The Ottoman Turks’ census (1882) recorded only 141,000 Muslims in the Land of Israel. The real number is probably closer to 350,000 to 425,000, since many hid to avoid taxes. The British census in 1922 reported 650,000 Muslims.
Aerial photographs taken by German aviators during World War I show an underdeveloped country composed mainly of primitive hamlets. Ashdod, for instance, was a cluster of mud dwellings, Haifa a fishing village. In 1934 alone, 30,000 Syrian Arabs from the Hauran moved across the northern frontier into Mandate Palestine, attracted by work in and around the newly built British portand the construction of other infrastructure projects. They even dubbed Haifa Um el-Amal (‘the city of work’).
The fallacy of Arab claims that most Palestinians were indigenous to Palestine – not newcomers - is also bolstered by a 1909 vintage photograph of Nablus, today an Arab city on the West Bank with over 121,000 residents. Based on the number of buildings in the photo taken from the base of Mount Gerizim, the population in 1909 – Muslim Arabs and Jewish Samaritans – could not have been greater than 2,000 residents.

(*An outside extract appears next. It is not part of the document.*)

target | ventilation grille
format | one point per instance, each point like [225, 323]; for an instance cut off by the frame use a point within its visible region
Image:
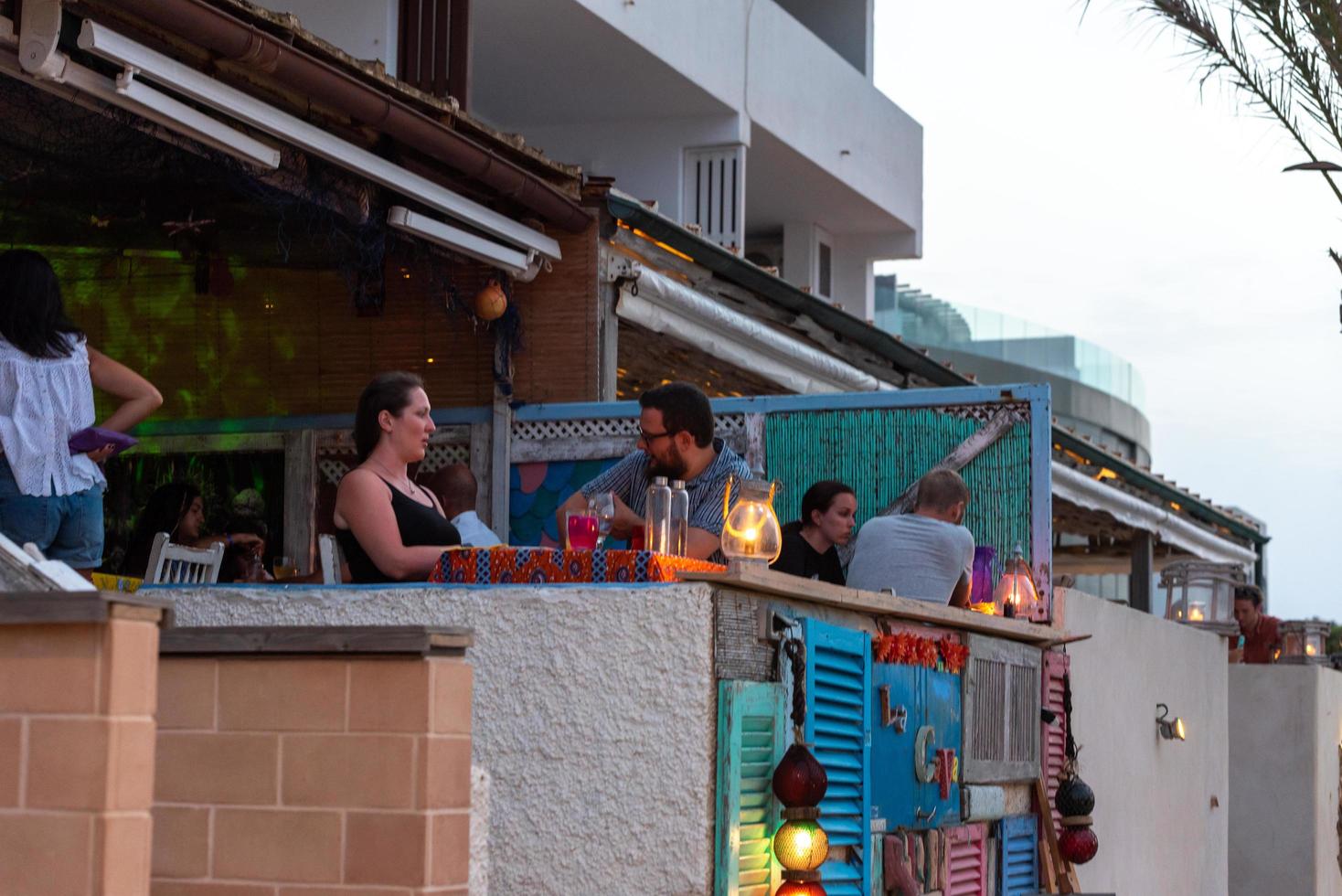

Family names of many Palestinians attest to their non-Palestinian origins. Just as Jews bear names like Berliner, Warsaw and Toledano, modern phone books in the Territories are filled with families named Elmisri (Egyptian), Chalabi (Syrian), Mugrabi (North Africa). Even George Habash – the arch-terrorist and head of Black September – bears a name with origins in Abyssinia or Ethiopia, Habash in both Arabic and Hebrew.